"For some tens of millions of dollars, there is now a rocket and a spacecraft that can take you to the Moon, to asteroids, to Venus, to Mars."
Shoot for the Moon
NASA's CAPSTONE satellite is currently hurtling towards the Moon after successfully breaking free of Earth's orbit on Monday.
Launched from New Zealand last Tuesday by aerospace startup Rocket Lab, the CAPSTONE satellite marks the next step in not only NASA’s plan to put humans on the Moon again, but also the future of low cost space exploration.
"For some tens of millions of dollars, there is now a rocket and a spacecraft that can take you to the Moon, to asteroids, to Venus, to Mars," Rocket Launch founder Peter Beck told the Associated Press in an interview. It’s an insane capability that’s never existed before."
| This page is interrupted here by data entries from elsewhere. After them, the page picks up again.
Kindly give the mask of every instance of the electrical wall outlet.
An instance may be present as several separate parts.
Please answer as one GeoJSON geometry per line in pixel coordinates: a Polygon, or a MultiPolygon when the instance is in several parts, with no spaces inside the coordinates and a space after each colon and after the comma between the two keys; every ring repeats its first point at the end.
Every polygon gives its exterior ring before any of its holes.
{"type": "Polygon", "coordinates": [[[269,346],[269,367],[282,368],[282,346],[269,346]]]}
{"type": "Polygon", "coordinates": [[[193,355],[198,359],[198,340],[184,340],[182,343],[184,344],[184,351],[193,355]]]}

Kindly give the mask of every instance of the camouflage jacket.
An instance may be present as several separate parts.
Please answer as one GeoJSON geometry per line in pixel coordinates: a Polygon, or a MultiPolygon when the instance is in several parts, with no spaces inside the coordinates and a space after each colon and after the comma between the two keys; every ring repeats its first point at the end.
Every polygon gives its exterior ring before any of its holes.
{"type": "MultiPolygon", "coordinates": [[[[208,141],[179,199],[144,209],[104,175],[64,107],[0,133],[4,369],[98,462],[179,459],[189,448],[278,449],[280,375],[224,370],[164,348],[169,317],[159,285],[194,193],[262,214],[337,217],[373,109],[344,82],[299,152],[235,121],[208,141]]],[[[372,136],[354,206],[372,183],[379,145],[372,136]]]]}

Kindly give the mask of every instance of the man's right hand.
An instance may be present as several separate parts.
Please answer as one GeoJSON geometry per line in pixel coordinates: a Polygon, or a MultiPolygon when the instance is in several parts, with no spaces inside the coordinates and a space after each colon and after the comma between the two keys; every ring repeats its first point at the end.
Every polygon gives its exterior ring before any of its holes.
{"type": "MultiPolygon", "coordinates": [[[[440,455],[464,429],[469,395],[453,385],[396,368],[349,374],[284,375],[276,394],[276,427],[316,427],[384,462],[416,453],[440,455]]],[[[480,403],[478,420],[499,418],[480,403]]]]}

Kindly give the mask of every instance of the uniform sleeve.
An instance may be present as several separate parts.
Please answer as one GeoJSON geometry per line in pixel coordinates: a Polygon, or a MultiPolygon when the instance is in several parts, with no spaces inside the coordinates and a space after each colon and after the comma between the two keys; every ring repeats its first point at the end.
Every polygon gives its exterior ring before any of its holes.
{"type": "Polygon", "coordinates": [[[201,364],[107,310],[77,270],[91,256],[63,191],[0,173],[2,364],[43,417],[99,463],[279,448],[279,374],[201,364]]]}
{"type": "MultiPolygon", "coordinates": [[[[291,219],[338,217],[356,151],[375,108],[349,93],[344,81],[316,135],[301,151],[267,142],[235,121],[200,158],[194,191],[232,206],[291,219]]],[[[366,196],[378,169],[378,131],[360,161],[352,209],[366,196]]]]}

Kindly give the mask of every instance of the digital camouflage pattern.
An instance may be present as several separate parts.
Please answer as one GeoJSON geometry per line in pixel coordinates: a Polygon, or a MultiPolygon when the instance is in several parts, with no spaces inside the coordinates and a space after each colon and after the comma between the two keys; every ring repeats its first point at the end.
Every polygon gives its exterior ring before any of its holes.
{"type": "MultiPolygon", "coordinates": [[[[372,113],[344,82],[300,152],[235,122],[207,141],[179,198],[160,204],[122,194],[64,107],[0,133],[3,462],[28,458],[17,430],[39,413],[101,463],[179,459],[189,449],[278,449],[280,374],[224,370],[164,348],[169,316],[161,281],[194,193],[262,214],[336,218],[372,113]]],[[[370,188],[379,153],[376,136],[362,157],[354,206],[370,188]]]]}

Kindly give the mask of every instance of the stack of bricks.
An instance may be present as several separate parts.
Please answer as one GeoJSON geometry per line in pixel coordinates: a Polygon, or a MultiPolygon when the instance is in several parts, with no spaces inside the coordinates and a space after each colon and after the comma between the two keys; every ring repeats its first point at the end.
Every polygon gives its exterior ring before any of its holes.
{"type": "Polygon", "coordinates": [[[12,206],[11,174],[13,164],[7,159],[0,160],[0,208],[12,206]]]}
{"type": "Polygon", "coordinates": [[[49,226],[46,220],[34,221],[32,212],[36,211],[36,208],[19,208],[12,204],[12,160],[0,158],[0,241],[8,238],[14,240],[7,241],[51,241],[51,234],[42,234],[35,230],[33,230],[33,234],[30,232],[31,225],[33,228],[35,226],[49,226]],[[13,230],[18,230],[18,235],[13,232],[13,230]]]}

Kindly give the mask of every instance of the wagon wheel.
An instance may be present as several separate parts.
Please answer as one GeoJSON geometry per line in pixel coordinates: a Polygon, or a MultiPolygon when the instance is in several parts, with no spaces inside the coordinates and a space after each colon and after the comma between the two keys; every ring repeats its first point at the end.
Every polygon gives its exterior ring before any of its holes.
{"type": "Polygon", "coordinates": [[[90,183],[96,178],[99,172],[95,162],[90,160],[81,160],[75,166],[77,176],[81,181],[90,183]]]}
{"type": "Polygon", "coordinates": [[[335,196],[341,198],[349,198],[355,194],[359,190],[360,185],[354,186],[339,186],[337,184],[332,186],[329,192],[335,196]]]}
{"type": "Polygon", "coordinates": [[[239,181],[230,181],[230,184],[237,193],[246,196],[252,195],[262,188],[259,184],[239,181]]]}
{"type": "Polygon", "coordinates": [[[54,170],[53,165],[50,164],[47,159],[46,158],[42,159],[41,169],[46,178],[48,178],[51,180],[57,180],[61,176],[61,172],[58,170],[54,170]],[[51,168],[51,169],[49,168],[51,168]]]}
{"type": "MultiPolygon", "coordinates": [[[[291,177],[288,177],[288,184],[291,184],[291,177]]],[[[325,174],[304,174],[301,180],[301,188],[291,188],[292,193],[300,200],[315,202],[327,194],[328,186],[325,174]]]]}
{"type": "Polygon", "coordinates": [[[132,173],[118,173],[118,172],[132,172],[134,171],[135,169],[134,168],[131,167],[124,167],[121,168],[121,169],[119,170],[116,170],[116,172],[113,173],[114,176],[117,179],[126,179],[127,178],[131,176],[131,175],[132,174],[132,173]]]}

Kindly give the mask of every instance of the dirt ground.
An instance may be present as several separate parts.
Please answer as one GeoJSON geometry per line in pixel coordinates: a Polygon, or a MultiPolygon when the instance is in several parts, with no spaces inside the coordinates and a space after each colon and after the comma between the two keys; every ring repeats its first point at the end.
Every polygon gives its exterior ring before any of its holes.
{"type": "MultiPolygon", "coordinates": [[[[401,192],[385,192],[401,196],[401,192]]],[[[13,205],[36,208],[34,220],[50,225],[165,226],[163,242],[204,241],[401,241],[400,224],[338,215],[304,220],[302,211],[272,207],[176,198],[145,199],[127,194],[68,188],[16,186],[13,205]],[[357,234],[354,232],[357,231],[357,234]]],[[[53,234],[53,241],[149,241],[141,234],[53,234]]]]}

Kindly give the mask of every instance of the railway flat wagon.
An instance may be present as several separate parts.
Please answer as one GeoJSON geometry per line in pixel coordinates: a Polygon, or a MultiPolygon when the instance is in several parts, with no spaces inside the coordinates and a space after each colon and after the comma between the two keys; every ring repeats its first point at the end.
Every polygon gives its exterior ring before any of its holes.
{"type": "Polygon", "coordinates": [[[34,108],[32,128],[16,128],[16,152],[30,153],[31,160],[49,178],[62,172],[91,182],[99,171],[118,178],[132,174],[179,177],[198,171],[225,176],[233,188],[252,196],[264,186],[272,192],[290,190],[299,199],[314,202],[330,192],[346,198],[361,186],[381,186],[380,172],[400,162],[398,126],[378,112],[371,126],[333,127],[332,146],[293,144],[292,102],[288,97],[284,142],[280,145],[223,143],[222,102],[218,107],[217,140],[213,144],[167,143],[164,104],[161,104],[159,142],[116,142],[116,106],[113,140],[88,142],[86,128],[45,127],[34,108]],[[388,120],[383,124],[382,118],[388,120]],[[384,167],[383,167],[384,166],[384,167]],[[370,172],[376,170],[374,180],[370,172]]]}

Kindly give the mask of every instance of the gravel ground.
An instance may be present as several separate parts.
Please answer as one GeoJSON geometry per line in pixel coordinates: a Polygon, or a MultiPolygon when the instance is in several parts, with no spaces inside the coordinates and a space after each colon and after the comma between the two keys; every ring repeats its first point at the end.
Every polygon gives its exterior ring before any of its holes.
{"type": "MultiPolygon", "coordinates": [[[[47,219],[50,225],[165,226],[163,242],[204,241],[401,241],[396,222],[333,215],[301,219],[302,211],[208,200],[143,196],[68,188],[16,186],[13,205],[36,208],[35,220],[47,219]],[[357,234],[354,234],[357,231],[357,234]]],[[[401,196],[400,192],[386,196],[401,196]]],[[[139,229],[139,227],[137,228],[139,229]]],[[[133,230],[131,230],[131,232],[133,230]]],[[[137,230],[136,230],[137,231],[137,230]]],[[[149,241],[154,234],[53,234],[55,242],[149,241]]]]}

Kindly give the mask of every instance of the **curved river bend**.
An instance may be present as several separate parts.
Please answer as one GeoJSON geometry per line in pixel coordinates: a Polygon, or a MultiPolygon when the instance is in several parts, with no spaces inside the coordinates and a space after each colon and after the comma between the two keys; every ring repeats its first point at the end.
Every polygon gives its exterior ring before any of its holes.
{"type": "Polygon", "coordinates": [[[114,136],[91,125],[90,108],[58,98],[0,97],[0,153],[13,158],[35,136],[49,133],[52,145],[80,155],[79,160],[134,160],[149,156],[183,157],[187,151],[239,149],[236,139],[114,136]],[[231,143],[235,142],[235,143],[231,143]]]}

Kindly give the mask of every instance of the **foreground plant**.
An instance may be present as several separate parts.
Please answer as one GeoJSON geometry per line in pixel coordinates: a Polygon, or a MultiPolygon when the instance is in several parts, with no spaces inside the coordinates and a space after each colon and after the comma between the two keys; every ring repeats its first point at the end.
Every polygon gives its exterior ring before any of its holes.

The launch used the company's smaller Electron rocket. After 9 minutes in the air, the even smaller Photon spacecraft on board separated from the main rocket, bringing the CAPSTONE satellite with it. With intermittent bursts of its engine, the Photon spacecraft was eventually able to escape Earth's orbit and put itself on course for the Moon.
Once the CAPSTONE satellite reaches its destination, it’ll attempt to enter orbit around the Moon in a never attempted near-rectilinear halo orbit.
All eyes will be on CAPSTONE’s attempted orbit in the coming months, as NASA plans to put its Gateway space station in the same orbit in the future, as part of the Artemis program. It’ll be the first space station in orbit around the Moon, and will serve as a deployment point for astronauts to head down to the lunar surface. But don't get too excited; the program's initial launch — which is being done by SpaceX — won't be until at least November 2024.
The US isn't the only nation with ambitious lunar plans. In addition to already approving three more lunar exploration missions, China has plans in the works for a full-blown Moon base. In other words, Earth's natural satellite could start to get crowded.